Acredita-se também que os Talibãs já usaram dados do Facebook para identificar indivíduos com relacionamentos de longa data com militares ou ONG dos EUA. É uma técnica semelhante à implantada por Ísis no Iraque, que vasculhou o Facebook à procura de contactos daqueles considerados opositores.

A Human Rights First também elaborou uma guia rápido sobre como evitar a tecnologia de reconhecimento facial e a biometria. “Ouvimos dizer que os Talibãs têm mão em parte disso”, comentou Brian Dooley, consultor sénior da Human Rights First. Há rumores de que os Talibãs têm acesso a um banco de dados biométrico das forças dos EUA durante a sua rápida tomada no Afeganistão, o que facilitaria a identificação de indivíduos de interesse.

Banir grupos e pessoas do WhatsApp não é tão simples como em plataformas como Facebook e Instagram, porque as mensagens são criptografadas de ponta a ponta, o que significa que apenas as pessoas envolvidas na troca de textos, fotos e vídeos conseguem ter acesso.

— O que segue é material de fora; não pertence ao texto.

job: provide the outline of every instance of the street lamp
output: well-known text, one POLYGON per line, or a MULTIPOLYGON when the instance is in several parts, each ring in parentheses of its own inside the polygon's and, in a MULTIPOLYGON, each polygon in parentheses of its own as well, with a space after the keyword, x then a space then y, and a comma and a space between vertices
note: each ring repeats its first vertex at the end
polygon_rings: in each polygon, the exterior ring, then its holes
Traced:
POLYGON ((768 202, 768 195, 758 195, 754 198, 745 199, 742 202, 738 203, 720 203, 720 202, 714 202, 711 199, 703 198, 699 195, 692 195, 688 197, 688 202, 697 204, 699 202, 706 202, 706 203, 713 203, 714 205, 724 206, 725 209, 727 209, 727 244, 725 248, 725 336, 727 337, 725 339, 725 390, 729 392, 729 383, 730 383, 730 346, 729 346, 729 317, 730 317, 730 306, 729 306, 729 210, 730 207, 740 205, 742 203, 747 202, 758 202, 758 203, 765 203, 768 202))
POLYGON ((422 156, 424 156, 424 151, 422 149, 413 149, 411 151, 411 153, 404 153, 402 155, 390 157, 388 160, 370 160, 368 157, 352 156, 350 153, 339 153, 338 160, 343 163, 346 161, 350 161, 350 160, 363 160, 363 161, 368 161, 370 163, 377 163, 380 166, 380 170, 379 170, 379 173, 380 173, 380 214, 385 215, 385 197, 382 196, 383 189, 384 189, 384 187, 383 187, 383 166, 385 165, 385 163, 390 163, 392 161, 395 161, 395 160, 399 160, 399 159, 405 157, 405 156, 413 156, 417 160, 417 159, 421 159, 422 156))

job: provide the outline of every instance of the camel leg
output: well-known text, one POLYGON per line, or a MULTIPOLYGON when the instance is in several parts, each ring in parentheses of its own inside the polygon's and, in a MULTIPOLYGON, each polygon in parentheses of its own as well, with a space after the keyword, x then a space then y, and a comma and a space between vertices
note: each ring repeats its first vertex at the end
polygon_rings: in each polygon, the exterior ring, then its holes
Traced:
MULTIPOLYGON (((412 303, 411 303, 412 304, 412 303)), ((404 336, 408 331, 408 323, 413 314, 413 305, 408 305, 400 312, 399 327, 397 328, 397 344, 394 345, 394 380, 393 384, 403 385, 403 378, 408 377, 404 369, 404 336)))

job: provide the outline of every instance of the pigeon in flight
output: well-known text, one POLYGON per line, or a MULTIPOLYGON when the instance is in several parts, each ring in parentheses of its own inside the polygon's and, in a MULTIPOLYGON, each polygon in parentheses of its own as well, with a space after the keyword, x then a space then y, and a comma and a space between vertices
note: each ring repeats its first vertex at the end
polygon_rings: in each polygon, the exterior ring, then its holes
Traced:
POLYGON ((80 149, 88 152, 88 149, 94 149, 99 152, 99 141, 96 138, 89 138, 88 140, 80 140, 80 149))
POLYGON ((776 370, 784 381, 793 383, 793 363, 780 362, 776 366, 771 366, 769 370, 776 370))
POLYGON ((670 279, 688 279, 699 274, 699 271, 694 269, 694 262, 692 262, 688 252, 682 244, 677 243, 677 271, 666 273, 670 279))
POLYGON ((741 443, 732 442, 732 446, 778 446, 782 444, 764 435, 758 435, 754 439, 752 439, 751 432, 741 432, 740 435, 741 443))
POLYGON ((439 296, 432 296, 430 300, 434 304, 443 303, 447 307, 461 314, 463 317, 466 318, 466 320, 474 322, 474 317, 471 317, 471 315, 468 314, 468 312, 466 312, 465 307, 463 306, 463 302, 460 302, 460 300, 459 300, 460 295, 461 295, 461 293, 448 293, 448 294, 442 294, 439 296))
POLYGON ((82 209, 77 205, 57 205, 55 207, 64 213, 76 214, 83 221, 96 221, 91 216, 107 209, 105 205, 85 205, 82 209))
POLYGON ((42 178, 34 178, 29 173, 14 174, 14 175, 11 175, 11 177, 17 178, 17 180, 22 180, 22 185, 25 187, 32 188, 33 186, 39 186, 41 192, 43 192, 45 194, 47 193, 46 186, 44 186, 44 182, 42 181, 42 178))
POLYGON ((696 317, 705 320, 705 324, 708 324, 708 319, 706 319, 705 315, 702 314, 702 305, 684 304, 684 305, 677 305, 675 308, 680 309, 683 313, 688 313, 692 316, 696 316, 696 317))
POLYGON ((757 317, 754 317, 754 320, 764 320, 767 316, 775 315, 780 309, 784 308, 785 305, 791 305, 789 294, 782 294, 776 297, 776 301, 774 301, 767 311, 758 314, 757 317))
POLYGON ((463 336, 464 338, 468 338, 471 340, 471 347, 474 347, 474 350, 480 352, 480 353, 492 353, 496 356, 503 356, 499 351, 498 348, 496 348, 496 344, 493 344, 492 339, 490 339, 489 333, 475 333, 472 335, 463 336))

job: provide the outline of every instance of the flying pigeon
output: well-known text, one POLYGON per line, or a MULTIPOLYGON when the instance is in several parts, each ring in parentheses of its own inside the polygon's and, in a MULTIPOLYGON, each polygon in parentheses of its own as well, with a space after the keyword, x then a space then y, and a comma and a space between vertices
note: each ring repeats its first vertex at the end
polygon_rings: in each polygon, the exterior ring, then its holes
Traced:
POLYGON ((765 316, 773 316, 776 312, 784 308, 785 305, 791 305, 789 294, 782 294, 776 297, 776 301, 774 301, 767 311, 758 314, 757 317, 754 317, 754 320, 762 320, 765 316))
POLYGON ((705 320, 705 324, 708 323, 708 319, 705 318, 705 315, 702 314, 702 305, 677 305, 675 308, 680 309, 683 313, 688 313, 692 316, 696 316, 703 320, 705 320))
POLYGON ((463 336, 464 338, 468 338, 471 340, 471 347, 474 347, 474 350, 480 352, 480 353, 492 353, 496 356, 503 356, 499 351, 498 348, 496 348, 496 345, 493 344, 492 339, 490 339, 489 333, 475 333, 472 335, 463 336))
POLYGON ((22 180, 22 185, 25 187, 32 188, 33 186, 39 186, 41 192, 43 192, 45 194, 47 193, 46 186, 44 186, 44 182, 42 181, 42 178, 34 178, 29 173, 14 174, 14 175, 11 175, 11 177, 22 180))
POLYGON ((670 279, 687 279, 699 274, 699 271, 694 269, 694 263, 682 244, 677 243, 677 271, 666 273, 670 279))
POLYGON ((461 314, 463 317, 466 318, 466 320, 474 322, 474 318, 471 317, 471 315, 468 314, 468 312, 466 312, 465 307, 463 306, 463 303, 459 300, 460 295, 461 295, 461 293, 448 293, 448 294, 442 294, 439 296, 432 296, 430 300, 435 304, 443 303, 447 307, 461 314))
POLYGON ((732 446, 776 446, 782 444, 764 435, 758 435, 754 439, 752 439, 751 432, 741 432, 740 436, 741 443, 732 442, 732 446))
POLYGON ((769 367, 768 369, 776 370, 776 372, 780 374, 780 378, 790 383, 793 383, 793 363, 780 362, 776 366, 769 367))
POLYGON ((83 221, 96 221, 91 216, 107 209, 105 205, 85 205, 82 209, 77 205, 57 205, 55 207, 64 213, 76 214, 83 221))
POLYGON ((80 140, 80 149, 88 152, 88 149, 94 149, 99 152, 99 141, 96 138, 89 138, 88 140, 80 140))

Segundo a reportagem da Vice, os Talibãs têm conhecimento da segurança criptografia e utilizam a app para espalhar mensagens para os cidadãos enquanto eles tomam conta do país. 

De acordo com o artigo da revista, o uso das mensagens por WhatsApp facilitou a comunicação para os Talibãs tomarem conta tão rápido do Afeganistão.


O Facebook, a tecnologia e o Afeganistão

O Facebook proibiu durante anos as contas relacionadas com os Talibãs como parte da sua política para «organizações perigosas», e a empresa anunciou esta semana que vai continuar a remover as contas e publicações Talibãs, que apoiam o grupo. 

Os Talibãs controlam agora um país, mas não estão autorizados a criar um grupo no Facebook.

Alinhados com as sanções dos EUA contra os Talibãs afegãos, o YouTube informou que também iria remover as contas que acredita serem operadas pelo grupo. 

O Twitter não tem uma proibição geral, mas afirmou à CNN que quaisquer mensagens ou vídeos devem obedecer a regras que proíbam o que considera discurso de ódio ou incitação à violência. 

As empresas de Internet dos EUA são guiadas pelas leis do seu país de origem e dos países em que operam e aceitam as suas sugestões da comunidade internacional.
Mas, em última análise, estas são empresas privadas que devem fazer as suas próprias escolhas.

Foi o Facebook, o YouTube e o Twitter que decidiram, em janeiro, que as palavras do então presidente Donald J. Trump poderiam inspirar violência adicional se fossem aclamadas nos seus sites. 

O Twitter teve de fazer uma escolha quando o governo da Índia lhe ordenou que eliminasse o que a liderança do país considerava discurso subversivo e outros acreditavam ser essencial a livre expressão numa democracia. 

O Facebook optou (por negligência e não por uma decisão ativa) ao não intervir quando os militares de Myanmar transformaram a rede social num instrumento de limpeza étnica.

Em cada caso, os executivos de tecnologia, na sua maioria nos Estados Unidos, tinham de tomar decisões consequentes que reverberavam para os cidadãos e líderes eleitos. 

Ao contrário dos governos, as empresas de Internet não enfrentam praticamente nenhuma responsabilidade perante o público se as pessoas não concordarem com as suas decisões. 

Os cidadãos não podem votar para que Mark Zuckerberg saia do cargo.

Os magnatas dos média têm ajudado a iniciar guerras e a eleger os seus candidatos preferidos. A posição do Facebook, YouTube e outras empresas de Internet dos EUA é diferente. Os seus produtos tornaram-se tão amplamente utilizados que a sua influência não é realmente uma escolha. Devem agir como diplomatas, quer queiram, quer não.

As empresas de tecnologia na Internet queriam mudar o mundo e mudaram. 

Agora tornaram-se tão poderosas que têm de tomar decisões difíceis sobre um mundo imperfeito. Vivemos todos com as consequências.